Mardi 8 mai 2007 2 08 /05 /2007 21:37


« Jamais un grand peuple comme le nôtre ne sera un peuple d’esclaves… » (Appel du 10 juillet 1940
M. Thorez et J. Duclos).

Chef de file de tous ceux qui rêvent de revanche sur mai 68, sur le 29 mai 2005, sur 1945 et 1936, et même à certains égards sur 1789, Sarkozy accède à l’Elysée. Tout devient possible en matière de réaction et de répression. Le PRCF s’honore d’avoir appelé à faire barrage à cet émule de Le Pen et de Bush, qui prépare avec le MEDEF sa rupture fascisante avec tout ce que notre pays a de meilleur. Des temps difficiles s’annoncent ; il faudra faire preuve de sang-froid et d’abnégation, à l’instar des Jacobins sous la Restauration, des amis des Communards sous Versailles et… des Résistants sous Vichy (Vichy, dont Sarkozy partage le bagage idéologique !).

Ce « triomphe de la démocratie » chanté par les médias est en fait le résultat d’un piège politique savamment préparé que le PRCF a analysé dans de précédentes déclarations. Sinon, comment expliquer qu’un peuple qui vient de rejeter l’euro-constitution et dont la jeunesse s’est insurgée contre le CPE, se donne à un individu qui veut généraliser la précarité, « liquider l’héritage de mai 68 » et imposer la constitution supranationale sans nouveau référendum ? Certes, ceux des travailleurs qui ont voté Sarkozy sont loin de partager majoritairement son idéologie fascisante ; mais il semble aussi qu’une partie du peuple français, qui globalement résiste depuis vingt ans à la « contre-révolution conservatrice » de Thatcher-Reagan, mais à qui la fausse gauche a obstinément refusé toute rupture progressiste avec l’Europe du capital, flirte avec l’idée dangereuse que « puisqu’il n’y a pas d’alternative au libéralisme, autant y aller franchement avec Sarko… »

Pour autant soyons sans rancœur envers les travailleurs qui, trompés par le populisme du Berlusconi français, ont voté pour leur pire ennemi, un homme dangereux pour la France et pour les autres pays. Administrés depuis 30 ans à dose massive, le racisme et l’anticommunisme poussent à la « droitisation » de la société : cela se traduit par le réformisme fade de la « gauche anti-libérale », par le compagnonnage du PS et de la droite « centriste », par la fascisation galopante de l’UMP : comment combattre efficacement Sarkozy quand, comme Royal, on sacralise « l’entreprise », l’Europe, « l’ordre juste » et les thèmes sécuritaires ? Accablante est aussi la responsabilité de ces dirigeants du PCF qui depuis des décennies ont banni de leur langage la belle expression de classe ouvrière, qui amusent le tapis avec l’« Europe sociale » et qui ont abandonné l’idée d’indépendance nationale à la réaction. Combien aura-t-il fallu de trahisons pour que des millions d’électeurs de gauche, votent pour le favori de Bush et du MEDEF ?

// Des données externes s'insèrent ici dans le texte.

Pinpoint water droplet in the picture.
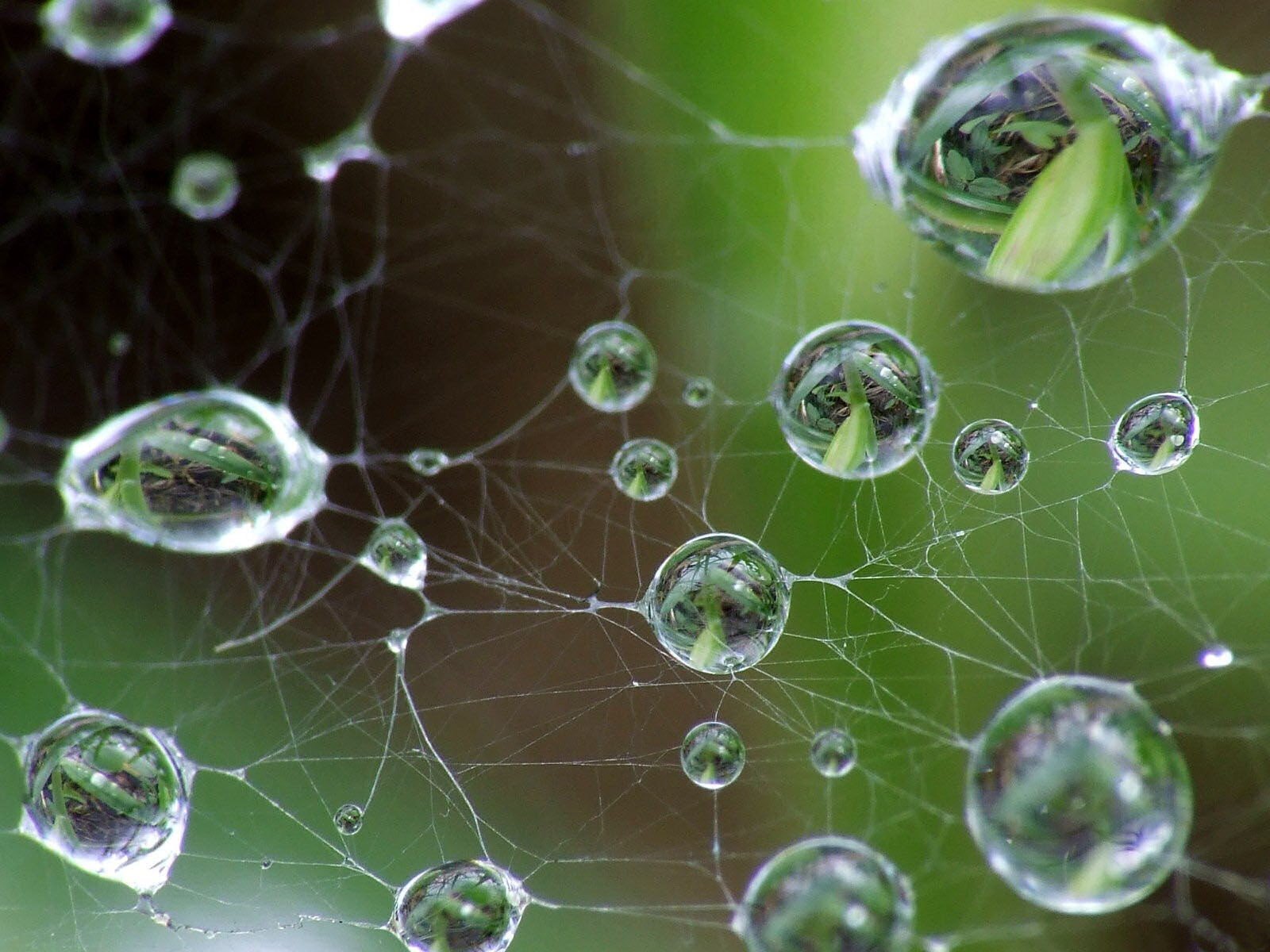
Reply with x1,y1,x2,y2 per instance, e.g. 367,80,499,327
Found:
683,377,714,410
379,0,481,43
772,321,937,480
965,675,1192,914
391,859,529,952
644,532,790,674
170,152,239,221
952,420,1029,497
40,0,171,66
733,836,913,952
679,721,745,789
21,711,193,893
57,390,329,552
856,14,1262,290
334,804,366,836
1107,393,1199,476
406,447,449,476
811,727,856,779
569,321,656,413
608,436,679,503
358,519,428,589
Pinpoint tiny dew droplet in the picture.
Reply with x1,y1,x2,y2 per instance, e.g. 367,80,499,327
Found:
358,519,428,589
390,859,529,952
569,321,656,413
644,532,790,674
21,711,193,893
57,390,330,552
608,436,679,503
40,0,171,66
1107,393,1199,476
772,321,937,480
170,152,240,221
679,721,745,789
952,420,1029,497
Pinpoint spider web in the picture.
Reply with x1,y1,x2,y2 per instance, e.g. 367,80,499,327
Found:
0,0,1270,952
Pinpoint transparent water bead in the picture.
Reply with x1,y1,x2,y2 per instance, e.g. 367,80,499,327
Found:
679,721,745,789
379,0,481,43
732,836,913,952
608,436,679,503
358,519,428,589
772,321,937,480
1107,393,1199,476
965,675,1192,914
569,321,656,413
40,0,171,66
57,390,330,552
170,152,240,221
390,859,529,952
811,727,856,779
952,420,1029,497
21,711,193,893
856,13,1264,290
334,804,366,836
644,532,790,674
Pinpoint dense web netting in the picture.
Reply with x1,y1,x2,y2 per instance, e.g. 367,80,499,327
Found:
0,0,1270,952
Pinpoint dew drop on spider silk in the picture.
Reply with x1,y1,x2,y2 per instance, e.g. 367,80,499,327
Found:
811,727,856,779
57,390,330,552
40,0,171,66
358,519,428,589
679,721,745,789
334,804,366,836
390,859,529,952
855,13,1265,292
952,420,1027,497
644,532,790,674
406,447,449,476
608,436,679,503
379,0,481,43
1107,393,1199,476
733,836,913,952
965,675,1192,916
683,377,714,410
170,152,240,221
772,321,938,480
21,711,193,893
569,321,656,413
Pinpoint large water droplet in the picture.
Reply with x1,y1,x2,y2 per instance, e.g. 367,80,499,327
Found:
644,532,790,674
856,14,1262,290
965,675,1192,914
57,390,329,552
733,836,913,952
391,859,529,952
21,711,193,893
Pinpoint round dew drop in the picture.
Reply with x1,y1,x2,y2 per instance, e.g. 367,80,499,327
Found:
965,675,1192,914
856,14,1264,290
21,711,193,893
57,390,330,552
772,321,937,480
170,152,240,221
811,727,856,779
733,836,913,952
1107,393,1199,476
569,321,656,413
358,519,428,589
390,859,529,952
608,436,679,503
679,721,745,789
644,532,790,674
40,0,171,66
952,420,1029,497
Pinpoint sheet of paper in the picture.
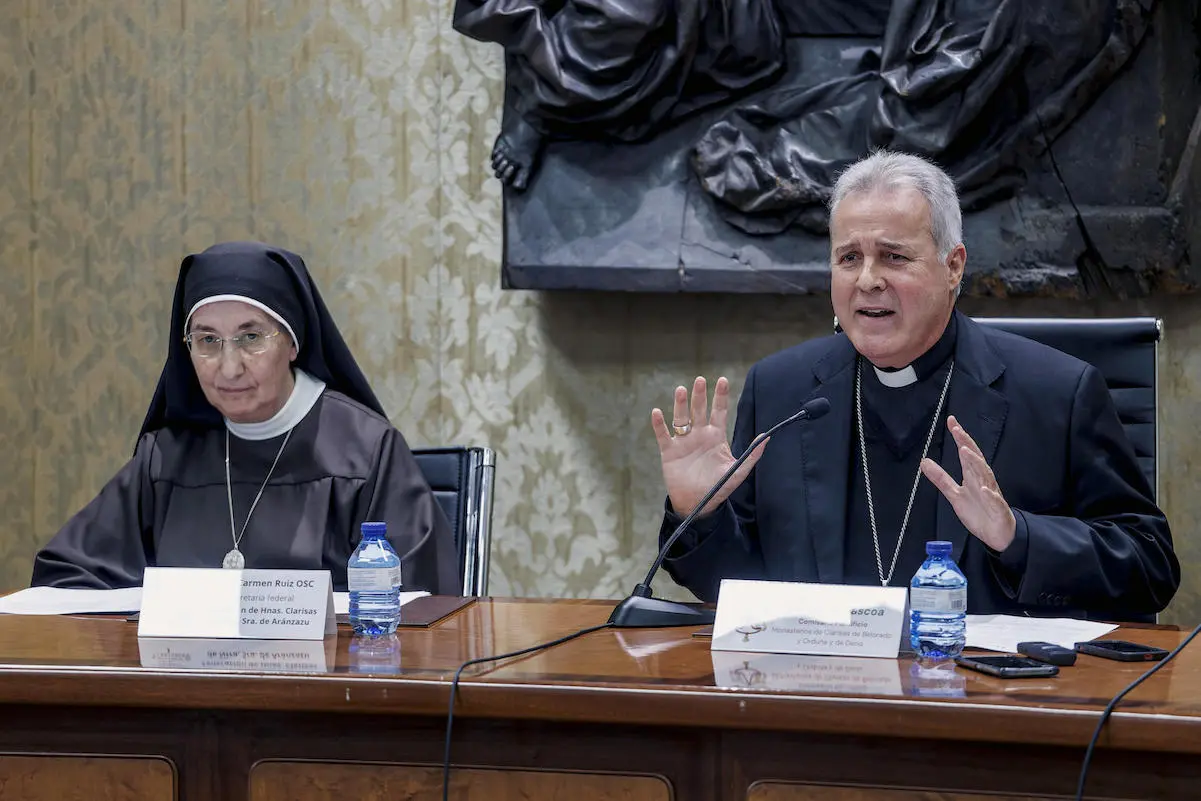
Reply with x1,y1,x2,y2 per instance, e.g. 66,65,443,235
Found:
0,587,142,615
334,590,430,615
968,615,1117,653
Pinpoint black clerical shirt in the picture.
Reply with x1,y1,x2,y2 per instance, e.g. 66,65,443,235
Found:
844,315,956,587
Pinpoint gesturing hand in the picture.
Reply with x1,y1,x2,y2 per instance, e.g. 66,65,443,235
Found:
921,414,1017,551
651,377,767,515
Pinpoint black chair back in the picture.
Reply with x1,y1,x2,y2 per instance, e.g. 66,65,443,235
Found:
973,317,1164,498
413,447,496,596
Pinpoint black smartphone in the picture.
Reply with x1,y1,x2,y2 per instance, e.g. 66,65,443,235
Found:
1017,640,1076,668
955,656,1059,679
1076,640,1167,662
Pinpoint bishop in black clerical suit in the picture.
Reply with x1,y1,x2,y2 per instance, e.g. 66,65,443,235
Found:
32,243,461,594
652,151,1179,620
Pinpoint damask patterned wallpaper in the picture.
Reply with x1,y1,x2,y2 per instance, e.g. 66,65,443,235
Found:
0,0,1201,623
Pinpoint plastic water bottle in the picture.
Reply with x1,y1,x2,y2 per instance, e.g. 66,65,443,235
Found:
909,539,968,660
346,522,400,636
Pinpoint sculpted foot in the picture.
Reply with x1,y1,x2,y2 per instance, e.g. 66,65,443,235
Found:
492,113,544,192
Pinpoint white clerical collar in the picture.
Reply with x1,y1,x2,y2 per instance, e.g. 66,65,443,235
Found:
226,369,325,440
872,364,918,388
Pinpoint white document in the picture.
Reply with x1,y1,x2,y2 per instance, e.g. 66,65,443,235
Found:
0,587,142,615
968,615,1117,653
334,590,430,615
710,579,908,659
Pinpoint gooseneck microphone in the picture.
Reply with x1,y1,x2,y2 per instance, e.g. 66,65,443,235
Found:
609,397,830,628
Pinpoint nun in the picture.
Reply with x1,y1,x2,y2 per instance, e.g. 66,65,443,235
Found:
31,243,460,594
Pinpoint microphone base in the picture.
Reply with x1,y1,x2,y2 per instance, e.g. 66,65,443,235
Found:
609,596,716,628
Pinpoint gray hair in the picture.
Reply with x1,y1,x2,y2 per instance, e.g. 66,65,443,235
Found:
830,150,963,259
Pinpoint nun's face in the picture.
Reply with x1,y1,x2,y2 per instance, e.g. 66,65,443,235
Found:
189,300,297,423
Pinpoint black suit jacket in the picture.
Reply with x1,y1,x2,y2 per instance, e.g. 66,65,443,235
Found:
659,312,1181,620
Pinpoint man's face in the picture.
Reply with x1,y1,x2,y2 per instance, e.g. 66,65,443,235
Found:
830,187,967,367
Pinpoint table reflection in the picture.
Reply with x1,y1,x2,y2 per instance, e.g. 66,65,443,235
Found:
138,636,337,674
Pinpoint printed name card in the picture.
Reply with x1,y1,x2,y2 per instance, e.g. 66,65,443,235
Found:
711,651,903,695
711,579,908,659
138,567,337,640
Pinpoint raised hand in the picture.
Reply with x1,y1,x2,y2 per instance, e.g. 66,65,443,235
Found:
651,376,767,515
921,414,1017,551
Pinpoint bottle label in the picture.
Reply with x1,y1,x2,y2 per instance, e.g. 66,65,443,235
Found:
909,587,968,615
346,564,400,592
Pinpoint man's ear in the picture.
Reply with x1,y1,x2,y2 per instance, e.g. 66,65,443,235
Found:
946,243,968,289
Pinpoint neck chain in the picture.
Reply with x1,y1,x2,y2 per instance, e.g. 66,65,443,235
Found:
221,429,293,570
855,357,955,587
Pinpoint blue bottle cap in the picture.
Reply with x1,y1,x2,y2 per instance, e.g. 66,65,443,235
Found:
362,522,388,539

Pour résister et préparer la contre-attaque, les travailleurs ne devront pas compter sur les états-majors syndicaux « euro-constructifs » : c’est à la base, en opposant un front uni aux répressions, que nous devrons reconstruire. Car le Front hétéroclite des richards de Neuilly et de certains Smigards abusés par « Sarkopen », se fissurera rapidement. Si une avant-garde éclaire leur combat, ces travailleurs verront que le « plein emploi » sarkozyste signifie travail forcé et déqualifié pour les chômeurs, Heures Supplémentaires imposées, bas salaires à l’anglaise, dictature patronale, chute du pouvoir d’achat réel (si les « charges » ne rentrent plus, chacun paiera de sa poche sa retraite, ses soins médicaux… et sera à la rue en cas de chômage !), mise à l’index des agents du secteur public. Le dépeçage de l’Education nationale et de l’Hôpital, les délocalisations que Sarkozy ne peut interrompre sans briser le traité de Maastricht (« l’UE est une économie de marché ouverte sur le monde »), les cadeaux fiscaux aux plus riches, aggraveront les conditions de vie de la majorité. En évitant les provocations, auxquelles l’UMP a intérêt pour gagner les législatives, ne laissons rien passer sans dénonciation publique : un pour tous, tous pour un, défendons tout syndicaliste réprimé, montrons que l’anticommunisme vise toute la classe laborieuse.., et l’affrontement de classes cherché par Sarkozy finira bien par se retourner contre lui !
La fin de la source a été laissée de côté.